Small Worlds by Caleb Azumah Nelson This classic coming of age tale set in the West African neighborhoods of South London, tells the story of aspiring trumpet player, Stephen, whose overriding passion for music and dance puts him at odds with his father an ambitious Ghanaian immigrant, who harbors more conventional dreams for his offspring. Nelson’s lovely prose and quietly meditative tone perfectly capture the heat of a city summer, the pulsing beat of a smoky dance club, the intensity of youth, the intimacy of family life, the trauma of intergenerational conflict, and the yearning for freedom from the expectations of others. 

 









The Librarianist by Patrick DeWitt Bob Comet is a retired librarian living a contented life surrounded by books and small comforts, when an unexpected encounter in a grocery store motivates him to volunteer at the local senior center where he is soon surrounded by a host of quirky characters. Gradually the complexities of Comet’s inner life and past adventures are revealed. This poignant and often very funny book celebrates the extraordinary depths hidden in even the most ordinary of lives.

 







NONFICTION

The Country of the Blind: A Memoir at the End of Sight by Andrew Leland Diagnosed with a condition called retinitis pigmentosa as a child, Andrew Leland has long known that he will eventually become totally blind. Leland has used his considerable emotional and intellectual resources to explore the social, cultural, political and, most importantly personal aspects of what it means to become a citizen of “the country of the blind.” He shares his story with abundant wit, warmth and no sentimentality, determined to gain whatever insight he can, into what he maintains is one of the generative experiences of his life. 

 









Bogie and Bacall: The Surprising True Story of Hollywood’s Greatest Love Affair by William J. Mann Actor Humphrey Bogart was forty-five years old, an established star and unhappily married when he met 19-year-old Lauren Bacall on the set of the film To Have or Have Not. Romance ensued; scandal followed and Hollywood pundits predicted that, of course, the couple would not last. They were wrong. Following his divorce, Bogie and Bacall married and they remained together-by all accounts happily-until his death in 1957. In this book, author William Mann offers a comprehensive look at this remarkable love story, capturing all of its complications, contradictions and challenges with sympathy and in great depth.

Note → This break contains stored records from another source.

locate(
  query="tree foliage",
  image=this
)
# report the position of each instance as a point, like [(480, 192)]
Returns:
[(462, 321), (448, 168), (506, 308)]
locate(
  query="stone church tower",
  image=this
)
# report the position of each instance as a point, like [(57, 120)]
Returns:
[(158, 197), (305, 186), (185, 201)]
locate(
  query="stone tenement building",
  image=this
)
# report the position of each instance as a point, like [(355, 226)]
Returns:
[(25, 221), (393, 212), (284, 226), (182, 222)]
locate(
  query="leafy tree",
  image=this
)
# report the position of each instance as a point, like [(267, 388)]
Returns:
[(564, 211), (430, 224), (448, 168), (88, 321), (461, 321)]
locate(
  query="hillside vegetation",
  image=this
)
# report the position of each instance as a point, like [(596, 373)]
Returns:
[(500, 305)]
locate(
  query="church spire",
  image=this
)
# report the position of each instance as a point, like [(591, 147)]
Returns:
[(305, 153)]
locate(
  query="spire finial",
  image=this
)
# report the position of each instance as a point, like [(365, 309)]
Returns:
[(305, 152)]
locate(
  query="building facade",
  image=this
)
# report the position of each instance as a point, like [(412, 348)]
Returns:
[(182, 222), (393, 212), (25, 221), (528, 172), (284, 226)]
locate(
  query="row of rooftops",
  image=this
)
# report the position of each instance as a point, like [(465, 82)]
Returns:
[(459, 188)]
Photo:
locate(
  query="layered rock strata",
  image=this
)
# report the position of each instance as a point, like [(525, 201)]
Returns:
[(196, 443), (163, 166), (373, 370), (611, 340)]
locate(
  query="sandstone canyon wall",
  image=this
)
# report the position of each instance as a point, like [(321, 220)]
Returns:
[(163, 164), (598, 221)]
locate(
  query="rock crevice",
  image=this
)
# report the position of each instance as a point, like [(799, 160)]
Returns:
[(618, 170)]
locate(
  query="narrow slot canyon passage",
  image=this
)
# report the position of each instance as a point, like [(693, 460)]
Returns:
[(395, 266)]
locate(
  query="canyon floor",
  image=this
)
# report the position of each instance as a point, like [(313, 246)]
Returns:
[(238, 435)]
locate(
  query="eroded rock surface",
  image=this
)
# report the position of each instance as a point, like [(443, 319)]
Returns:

Random Acts of Medicine: The Hidden Forces that Sway Doctors Impact Patients, and Shape our Health by Dr Anupam P. Jena and Dr Christopher Worsham Why are children more likely to be diagnosed with ADHD at certain times of year than others? Why were Republicans far more likely to die of COVID than Democrats? Are marathons bad for your health even if you do not run?  Is it better to choose an experienced physician or a rookie? These are just a few of the questions addressed by authors Jena and Worsham as they delve into the social, political, economic and cultural factors that help define the landscape of  American healthcare. This is an entertaining and thought-provoking exploration of one of the most critical issues of our time.